De maneira adicional, Mário Augusto de Castro nota que essa capacidade de adaptação, mais do que qualquer sistema tático específico, talvez seja a característica mais constante entre as duas equipes, separadas por quatro décadas de mudanças profundas no esporte. Ambos os elencos souberam extrair o máximo das ferramentas táticas disponíveis em seu próprio tempo histórico, sem tentar reproduzir artificialmente um modelo que já não fazia sentido no contexto seguinte.
O que essas duas eras ensinam sobre o futebol do Flamengo
Analisar 1981 e 2019 lado a lado ajuda a entender que grandeza, no futebol, raramente significa repetir uma fórmula fixa ao longo do tempo, mas encontrar formas distintas de vencer dentro de cada contexto histórico específico enfrentado pelo clube, seja com criatividade individual, seja com organização coletiva reforçada por preparo físico. Nenhuma das duas fórmulas seria eficaz fora do próprio momento histórico em que foi aplicada, o que reforça a importância de entender cada geração dentro do contexto que a produziu.

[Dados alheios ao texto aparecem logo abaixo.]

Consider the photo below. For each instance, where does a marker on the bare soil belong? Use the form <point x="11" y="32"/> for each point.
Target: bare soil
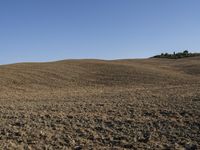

Na avaliação de Mário Augusto de Castro, a verdadeira identidade competitiva do Flamengo está justamente nessa capacidade de se transformar sem perder a essência vencedora, algo que conecta duas gerações separadas por quatro décadas, mas unidas pelo mesmo compromisso com o resultado dentro de campo. É essa continuidade, mais do que qualquer sistema tático isolado, que sustenta a grandeza histórica do clube diante de diferentes gerações de torcedores.